Anyway, thanks to Lucene, Sybase is behaving mostly like a modern RDBMS, which is a refreshing change.

In a world where library management systems are sophisticated and modern…

I was doing some Google searches about SKOS, trying to figure out the exact distinction between skos:ConceptScheme and skos:Collection (it’s much more clear to me now) and I came across this article in XML.com:

Introducing SKOS

The article is fine, but it’s not what compelled me to write a blog post.  I was struck by a comment on that page titled What about Topic Maps?:

This new W3C standard obviously has a huge overlap with the very mature ISO standard Topic Maps.Topic Maps were originally conceived for (almost) exactly the same problem space as SKOS, and they are widely used. (For example, all major library cataloging software either supports Topic Maps or soon will.)
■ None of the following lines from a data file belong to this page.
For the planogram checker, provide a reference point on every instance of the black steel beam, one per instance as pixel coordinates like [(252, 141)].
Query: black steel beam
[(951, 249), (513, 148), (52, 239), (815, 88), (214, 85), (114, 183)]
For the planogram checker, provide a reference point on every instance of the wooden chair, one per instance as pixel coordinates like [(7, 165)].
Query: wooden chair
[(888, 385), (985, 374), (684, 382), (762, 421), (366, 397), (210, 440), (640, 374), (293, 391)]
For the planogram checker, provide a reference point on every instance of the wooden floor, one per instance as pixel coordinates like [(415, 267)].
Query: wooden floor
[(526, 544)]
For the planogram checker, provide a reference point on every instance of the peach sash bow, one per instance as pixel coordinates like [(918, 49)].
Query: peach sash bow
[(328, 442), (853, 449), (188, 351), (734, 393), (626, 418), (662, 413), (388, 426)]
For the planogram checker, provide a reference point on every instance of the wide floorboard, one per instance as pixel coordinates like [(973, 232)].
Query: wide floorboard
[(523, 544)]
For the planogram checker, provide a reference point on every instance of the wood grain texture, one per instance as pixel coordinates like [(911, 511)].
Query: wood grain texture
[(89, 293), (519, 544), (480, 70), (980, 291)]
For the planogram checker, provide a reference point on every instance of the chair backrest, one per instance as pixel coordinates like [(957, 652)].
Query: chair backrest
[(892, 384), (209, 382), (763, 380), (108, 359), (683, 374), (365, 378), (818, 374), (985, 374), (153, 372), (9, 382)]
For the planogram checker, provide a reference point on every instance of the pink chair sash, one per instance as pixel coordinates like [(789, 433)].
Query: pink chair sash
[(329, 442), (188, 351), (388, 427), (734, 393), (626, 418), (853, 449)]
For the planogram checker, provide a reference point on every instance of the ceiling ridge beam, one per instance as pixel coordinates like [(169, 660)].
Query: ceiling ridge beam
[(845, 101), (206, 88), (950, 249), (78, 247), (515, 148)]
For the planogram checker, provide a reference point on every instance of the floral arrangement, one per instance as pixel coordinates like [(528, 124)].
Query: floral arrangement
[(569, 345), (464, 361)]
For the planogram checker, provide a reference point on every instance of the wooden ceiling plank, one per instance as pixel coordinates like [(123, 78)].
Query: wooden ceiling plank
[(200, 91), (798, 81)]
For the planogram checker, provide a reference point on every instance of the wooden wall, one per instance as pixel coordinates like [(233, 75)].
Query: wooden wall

However, Topic Maps proved to be more generally useful, so they are often compared and contrasted with RDF itself. The surprising difficulty of making Topic Maps and RDF work together is exactly the “extra level of indirection” mentioned by the author of this article about SKOS.

It is very strange that neither this article, nor the referenced XTech paper, mentions Topic Maps.

What is the relationship between SKOS and Topic Maps? How does this fit in with the work (as reported In Edd Dumbill’s blog)
on interoperability between Topic Maps and RDF/OWL?

Now, I have no idea if “yitzgale” is some sort of alias of Alexander Johannesen, let’s assume “no” (for one thing, that comment is far too optimistic about library technology).  The sentence [f]or example, all major library cataloging software either supports Topic Maps or soon will is sort of stunning in both the claim it makes and its total lack of accuracy.  I feel pretty confident in my familiarity with library cataloging software and I can say with some degree of certainty that there is no support for topic maps today  (hell, MARC21, MFHD and Unicode support are pushing it – and those are just incremental changes).  This comment was written four years ago.
And yet, there’s part of me that feels robbed.  Where is the topic map support in my library system?  I don’t even really know anything about TM, but I still feel it would be a damn sight better than what we’ve got now.  What reality is this that yitzgale is living in, with its fancy library systems and librarians and vendors willing to embrace a radical change in how things are done?  I want in.
I might even be able to jump off my RDF bandwagon for it.

I cannot perceive a day that I might charge for a webinar about Jangle.  I expect that that day will never come.

Still, it pains me to see a NISO Webinar on Interoperability:

http://www.niso.org/news/events/2009/interop09

It pains me for a couple of reasons — a hundred bucks for a webinar?  Come on, NISO, get over yourself.

Secondly, I have tremendous respect for and was happy to participate in the DLF ILS-DI Berkeley Accord, but it’s, at best, a half measure, is no longer being actively developed and has, for all intents and purposes, lost its sponsorship.

Jangle isn’t perfect and I realize there’s not a NISO standard to be found (well, you can send Z39.2…), but if you’re going to talk about interoperability, there’s not a more pragmatic and simple approach on the table, currently.